Tuesday, October 5, 2010
German detained in Kenya on terror suspicion-report
BERLIN Oct 5 (Reuters) - A German citizen has been detained in Kenya on suspicion that he was planning to join Somali allies of al Qaeda, al Shabaab, a German newspaper reported on Tuesday.
A Kenyan official said an anti-terrorism unit had detained a man in the coastal resort town of Mombasa and arranged for him to be deported to Germany.
The Foreign Ministry in Berlin confirmed on Tuesday that a German citizen had been detained by Kenyan authorities. It declined to provide any further details.
The Berlin newspaper Der Tagesspiegel reported the German man arrived in Mombasa as a tourist on Sep. 22.
The newspaper said Kenyan security officials launched a nationwide search for him after German authorities passed along a letter the man wrote to his mother saying he would never return alive.

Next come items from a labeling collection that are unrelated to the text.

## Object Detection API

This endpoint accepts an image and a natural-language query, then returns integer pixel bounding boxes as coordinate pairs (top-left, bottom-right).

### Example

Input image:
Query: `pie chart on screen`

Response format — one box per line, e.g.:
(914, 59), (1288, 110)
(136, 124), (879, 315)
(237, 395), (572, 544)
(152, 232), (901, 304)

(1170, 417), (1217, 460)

He was detained several days ago, the daily said.
Kenyan officials said a suspect had been arrested at an entertainment spot on the outskirts of Mombasa. The city has in the past been hit by al Qaeda-linked attacks.
"He was in police custody since his arrest on Saturday," Mwanza Katee, district commissioner for Kilifi, where the suspect was arrested.
An "anti-terrorism police unit has been in Mombasa and took the suspect and made arrangements for his immediate deportation. On Monday morning he was handed over to Interpol and back to Germany."
German officials were sure the 23year old German convert Sascha B. was about to join the Somali terror group Al-Shabaab in its Jihad against African Union Troops. They contacted the German Embassy in Kenya, who then gave information about the suspected terror recruit to Kenyan security forces.
Sascha B. had left Germany via Frankfurt Airport and travelled to Mombasa, Kenya, on September 22th.
Back home Germany B.´s mother found a note left by her son saying he would „never return alive“.
Manhunt started for the blue-eyes White Muslim who was about to make the journey from Kenya´s coastal town of Mombasa, crossing the border into violent Somalia – route commonly used foreign militants recruited by Al Shabaab.
A few days ago Sascha B.´s journey into the world of Jihad ended, when Kenyan police arrested the 23year-old in a private apartment in Mtwapa, outside of Mombasa. B. was then deported to Germany where he remains in custody.
European fighters are a known phenomenon among Al Shabaab Islamists in Somalia. Several dozen men, most of them ethnic Somalis, from Scandinavia, Britain, France, Belgium and Netherlands have joined the radical extremists in recent months. Some even carried out suicide bombings.
Just two weeks ago a Danish-Somali man from Copenhagen attacked Mogadishu´s airport in a suicidal assault.
Only about three to five Islamists from Germany´s Somali-Community (which numbers around 5,000) are suspected of having joined Al-Shabaab. German intelligence says the terrorist-potential of Somalia has been recognized as a growing security threat to Europe. While North Waziristan is in the focus of the media and intelligence agencies, Somalia has become a vital training ground for a new generation of Western terror recruits.